The Turning (2013)

The Turning

A collection of short films marking the turning points in interconnected lives, The Turning is a dark celebration of Australia and its frustrated people.


by Mark Wilshin

The Turning

CAUTION: Here be spoilers

A celebration of Australian talent both in front of and behind the camera, The Turning is an anthology of shorts based on the bestselling collection of interlinked short stories by Tim Winton. With not only a stellar cast of Cate Blanchett, Rose Byrne, Miranda Otto and Hugo Weaving (among others), but also an impressive roster of directors including Warwick Thornton, Mia Wasikowska and David Wenham, The Turning is a kaleidoscope of dirt tracks, suburban estates and poignant moments of teenage indecision. And while its theatrical release has been cut down from its full 17 chapters and a three-hour running time, there’s still something undeniably Australian about The Turning, as each episode marks a turning point in the life of its protagonist against a unique background of father-and-son relationships, adolescence, Christianity and guilt.

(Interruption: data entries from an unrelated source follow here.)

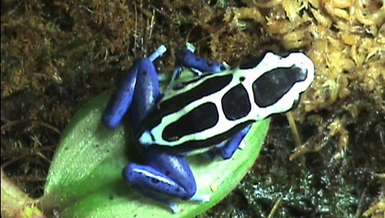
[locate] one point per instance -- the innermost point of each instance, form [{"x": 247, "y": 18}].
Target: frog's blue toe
[
  {"x": 201, "y": 197},
  {"x": 188, "y": 59},
  {"x": 227, "y": 151}
]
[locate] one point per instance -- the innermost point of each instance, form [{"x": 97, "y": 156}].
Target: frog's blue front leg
[
  {"x": 233, "y": 143},
  {"x": 185, "y": 58}
]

Reunion. It’s Christmas Day and Vic Lang (Richard Roxburgh) and his wife Gail (Cate Blanchett) are getting ready for his mother Carol’s visit. But when Carol suggests visiting a neglected relative and she and Gail end up taking a dip in someone else’s pool, Gail experiences a lightness she’s not felt since adolescence. Commission. Driving into the outback to find his father Bob (Hugo Weaving), Vic (Josh McConville) is forced to confront the drunk who walked out on him and his mother, just as Bob is forced to give up his hole-in-the-bush life and face the woman he left behind. The Turning. Abused wife Rae (Rose Byrne) meets Sherry (Miranda Otto) in the trailer-park launderette, and after giving up darts night to get to know her and her husband better, she discovers they’re Christians. As she’s raped by husband Max (Matt Nable), she prays to her snow-storm Jesus and finds a moment of burning release. Sand. Aborigine boy Rank (Jakory Blanco) spends the day at the beach with his brother Max (Jarli-Russell Blanco) while their dad and his mates are fishing. But when Max digs a cove in a sand bank and tries to collapse the dune on top of Rank, it’s clear their relationship won’t ever be the same again.

Opening with an animation short set to TS Eliot’s Ash Wednesday, The Turning foregrounds the metaphor of sand. It’s an image that recurs in the titles that slowly disintegrate as if blown by desert winds, as well as the strikingly lyrical scene in which the two brothers are rained on with sand in a dark, blue, extra-diegetic space. It’s a metaphor however that remains elusive, never explained but that hints at the passage of time, the winds of change and the erosion of past lives. And just as the character of Vic Lang reappears time and again, in different shorts and played by different actors, so too does the spectre of alcoholism. After Marieka Walsh’s Ash Wednesday Lang’s opening line sets the pace – “Is it too early for a drink?” It’s a spectre that haunts all the characters in The Turning one way or another – as Gail knocks back a sneaky, nervous glass of wine or as Vic’s father Bob becomes the community’s linchpin thanks to his unholy “clean” status.

What makes The Turning all the more interesting though is the portrait that emerges – at once of a boy’s life story told in kaleidoscope and an unwitting portrait of Australia, in all its beauty and grime. There’s Mia Wasikowska’s section Long, Clear View – a playful look at the awkwardness and isolation of adolescence, but the strongest sequences are Warwick Thornton’s atmospheric Big World – a beautiful if claustrophobic world of self-destructive adolescent loyalty (narrated by Tim Winton) and Justin Kurzel’s Boner McPharlin’s Moll – an almost documentary roster of talking heads, describing in glorious Aussie fashion the impact on their lives of one unseen man.

There are some great performances from The Turning‘s illustrious cast – particularly from Cate Blanchett and Hugo Weaving – and it’s a great opportunity for would-be actor-directors to cut their teeth on making a film. But despite the problems inherent to the anthology film (changing characters, changing tone, changing ideas) The Turning really works – creating a life, a work, an atmosphere out of unconnected but interconnected stories. More than just a who’s who of Australian talent, The Turning, like Todd Solondz’s groundbreaking Palindromes or Gia Coppola’s more recent Palo Alto, is more than just the sum of its parts. It’s a true and haunting taste of Australia, and this time, as a collection of short films, it’s more than just one man’s vision.